The low-molecular weight fraction (LMF) of the human plasma proteome is an invaluable source of biological information, especially in the context of identifying plasma-based biomarkers of disease. In this study, a separation and enrichment strategy based on centrifugal ultrafiltration was developed for the LMF (i.e., <or=25K) of plasma routinely prepared from normal, healthy volunteers. Four commercially-available filter membranes of similar nominal molecular weight cut-off (NMWC), but differing membrane chemistries and filter orientations (Microcon, Millipore; Centrisart, Sartorius; Amicon Ultra, Millipore; Vivaspin, Sartorius), were evaluated. Of these filtration devices, only the Sartorius Vivaspin tangential membrane, NMWC 20K was effective in the non-retention of M(r)>50K, and recovery and enrichment of low-M(r) components from human plasma. This filter membrane device was further optimized with respect to plasma buffer composition, centrifugal force, duration and temperature. Optimal ultrafiltration conditions were obtained using 100 microL of normal plasma in 10% acetonitrile, and a centrifugation force of 4000x g for 35 min at 20 degrees C. In this LMF, 44 proteins (from 266 unique peptides) were identified using a combination of 1D-SDS-PAGE / nano-LC-MS/MS and a stringent level of identification (FDR <1%). We report the identification of several proteins (e.g., protein KIAA0649 (Q9Y4D3), rheumatoid factor D5, serine protease inhibitor A3, and transmembrane adapter protein PAG) previously not reported in extant high-confidence Human Proteome Organization (HUPO) Plasma Proteome Project datasets. When compared with the low-M(r) human plasma/serum proteome datasets of Zhou et al. (Electrophoresis, 2004. 25, 1289-98), Gundry et al. (Proteomics Clin. Appl., 2007. 1, 73-88) and Villanueva et al. (Anal Chem, 2004. 76, 1560-70), 64% of our identifications (28 proteins) were novel; these include cofilin-1, PPIase A, and the SH3 domain-binding glutamic acid-rich-like protein 3. In addition to intact proteins, many peptide fragments from high-abundance proteins (e.g., fibrinogen, clusterin, Factor XIIIa, transferrin, kinogen-1, and inter-alpha-trypsin inhibitor), presumably derived by ex vivo proteolysis, were observed.

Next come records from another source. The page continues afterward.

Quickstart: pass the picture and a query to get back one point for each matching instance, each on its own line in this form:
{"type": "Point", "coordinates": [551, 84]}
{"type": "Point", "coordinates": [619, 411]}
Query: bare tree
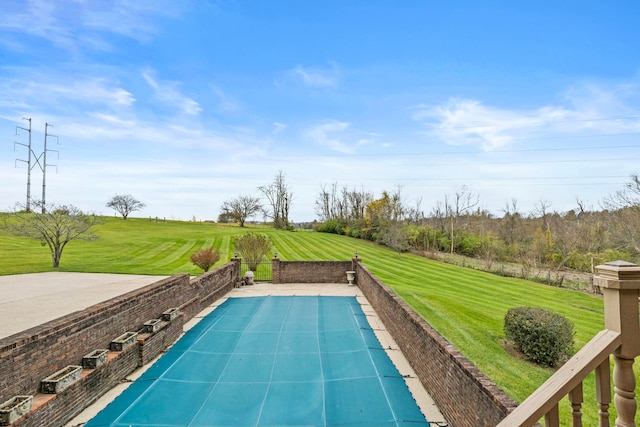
{"type": "Point", "coordinates": [55, 227]}
{"type": "Point", "coordinates": [279, 197]}
{"type": "Point", "coordinates": [463, 201]}
{"type": "Point", "coordinates": [124, 204]}
{"type": "Point", "coordinates": [241, 208]}
{"type": "Point", "coordinates": [627, 204]}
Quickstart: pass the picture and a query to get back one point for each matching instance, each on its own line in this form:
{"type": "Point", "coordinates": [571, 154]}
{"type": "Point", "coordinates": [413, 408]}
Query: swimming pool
{"type": "Point", "coordinates": [271, 361]}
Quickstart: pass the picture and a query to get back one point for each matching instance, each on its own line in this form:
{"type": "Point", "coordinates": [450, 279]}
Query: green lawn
{"type": "Point", "coordinates": [466, 306]}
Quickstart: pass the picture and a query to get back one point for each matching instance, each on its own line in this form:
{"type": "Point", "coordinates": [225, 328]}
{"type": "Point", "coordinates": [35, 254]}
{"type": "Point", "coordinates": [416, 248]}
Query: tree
{"type": "Point", "coordinates": [279, 197]}
{"type": "Point", "coordinates": [124, 204]}
{"type": "Point", "coordinates": [205, 258]}
{"type": "Point", "coordinates": [627, 204]}
{"type": "Point", "coordinates": [253, 248]}
{"type": "Point", "coordinates": [55, 227]}
{"type": "Point", "coordinates": [464, 201]}
{"type": "Point", "coordinates": [241, 208]}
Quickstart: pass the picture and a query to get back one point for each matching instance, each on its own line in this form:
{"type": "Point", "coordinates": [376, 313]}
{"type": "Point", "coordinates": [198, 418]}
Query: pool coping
{"type": "Point", "coordinates": [422, 398]}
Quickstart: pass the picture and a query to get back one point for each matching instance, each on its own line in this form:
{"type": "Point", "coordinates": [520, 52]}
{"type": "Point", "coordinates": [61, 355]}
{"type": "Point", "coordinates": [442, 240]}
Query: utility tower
{"type": "Point", "coordinates": [44, 164]}
{"type": "Point", "coordinates": [28, 161]}
{"type": "Point", "coordinates": [40, 160]}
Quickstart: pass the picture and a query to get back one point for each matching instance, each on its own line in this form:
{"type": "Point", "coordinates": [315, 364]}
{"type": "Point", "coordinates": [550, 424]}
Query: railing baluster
{"type": "Point", "coordinates": [603, 392]}
{"type": "Point", "coordinates": [552, 418]}
{"type": "Point", "coordinates": [576, 398]}
{"type": "Point", "coordinates": [624, 398]}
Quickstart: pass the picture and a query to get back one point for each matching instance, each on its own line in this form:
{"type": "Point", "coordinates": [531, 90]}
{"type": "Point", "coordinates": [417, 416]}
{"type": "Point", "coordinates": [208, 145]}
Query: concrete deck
{"type": "Point", "coordinates": [28, 300]}
{"type": "Point", "coordinates": [424, 401]}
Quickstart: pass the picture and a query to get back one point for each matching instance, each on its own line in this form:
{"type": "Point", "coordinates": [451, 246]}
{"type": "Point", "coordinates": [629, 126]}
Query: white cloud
{"type": "Point", "coordinates": [278, 127]}
{"type": "Point", "coordinates": [331, 135]}
{"type": "Point", "coordinates": [169, 94]}
{"type": "Point", "coordinates": [316, 77]}
{"type": "Point", "coordinates": [77, 24]}
{"type": "Point", "coordinates": [587, 108]}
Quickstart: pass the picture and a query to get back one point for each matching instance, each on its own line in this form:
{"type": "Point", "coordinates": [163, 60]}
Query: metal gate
{"type": "Point", "coordinates": [262, 272]}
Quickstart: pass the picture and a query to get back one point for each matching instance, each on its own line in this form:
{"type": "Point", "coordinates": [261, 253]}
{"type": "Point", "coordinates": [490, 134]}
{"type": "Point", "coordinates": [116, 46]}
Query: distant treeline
{"type": "Point", "coordinates": [578, 239]}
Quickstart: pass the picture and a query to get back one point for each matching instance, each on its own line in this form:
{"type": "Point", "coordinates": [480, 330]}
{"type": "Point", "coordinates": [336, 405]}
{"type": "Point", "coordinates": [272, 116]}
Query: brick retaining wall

血浆蛋白质组的低分子量馏分(LMF)是生物信息的宝贵来源,尤其是在鉴定疾病的血浆生物标志物方面。在这项研究中,开发了一种基于离心超滤的分离和富集策略,用于常规从正常健康志愿者制备的血浆的 LMF(即,<或=25K)。评估了四种具有相似标称分子量截止值(NMWC)但具有不同膜化学和过滤方向的市售滤膜(Microcon、Millipore;Centrisart、Sartorius;Amicon Ultra、Millipore;Vivaspin、Sartorius)。在这些过滤设备中,只有 Sartorius Vivaspin 切向膜(NMWC 20K)能够有效地保留 M(r)>50K,并且从人血浆中回收和富集低 M(r)成分。进一步优化了该滤膜装置的血浆缓冲液组成、离心力、持续时间和温度。使用 10%乙腈中的 100 μL 正常血浆和 20°C 下 4000x g 离心 35 分钟,获得最佳超滤条件。在这种 LMF 中,使用 1D-SDS-PAGE/nano-LC-MS/MS 和严格的鉴定水平(FDR <1%)鉴定了 44 种蛋白质(来自 266 个独特肽)。我们报告了几种蛋白质(例如,蛋白 KIAA0649(Q9Y4D3)、类风湿因子 D5、丝氨酸蛋白酶抑制剂 A3 和跨膜衔接蛋白 PAG)的鉴定,这些蛋白质以前未在现有的高可信度人类蛋白质组组织(HUPO)血浆蛋白质组项目数据集中报道。与 Zhou 等人的低分子量人血浆/血清蛋白质组数据集(电泳,2004.25,1289-98)、Gundry 等人的(蛋白质组学临床应用,2007.1,73-88)和 Villanueva 等人的(分析化学,2004.76,1560-70)相比,我们的鉴定中有 64%(28 种蛋白质)是新的;其中包括原肌球蛋白-1、PPIase A 和富含谷氨酸的 SH3 结构域结合蛋白 3。除完整蛋白质外,还观察到许多高丰度蛋白质(如纤维蛋白原、簇蛋白、因子 XIIIa、转铁蛋白、激肽原-1 和α-胰蛋白酶抑制剂内肽酶)的肽片段,这些片段可能来自体外蛋白酶解。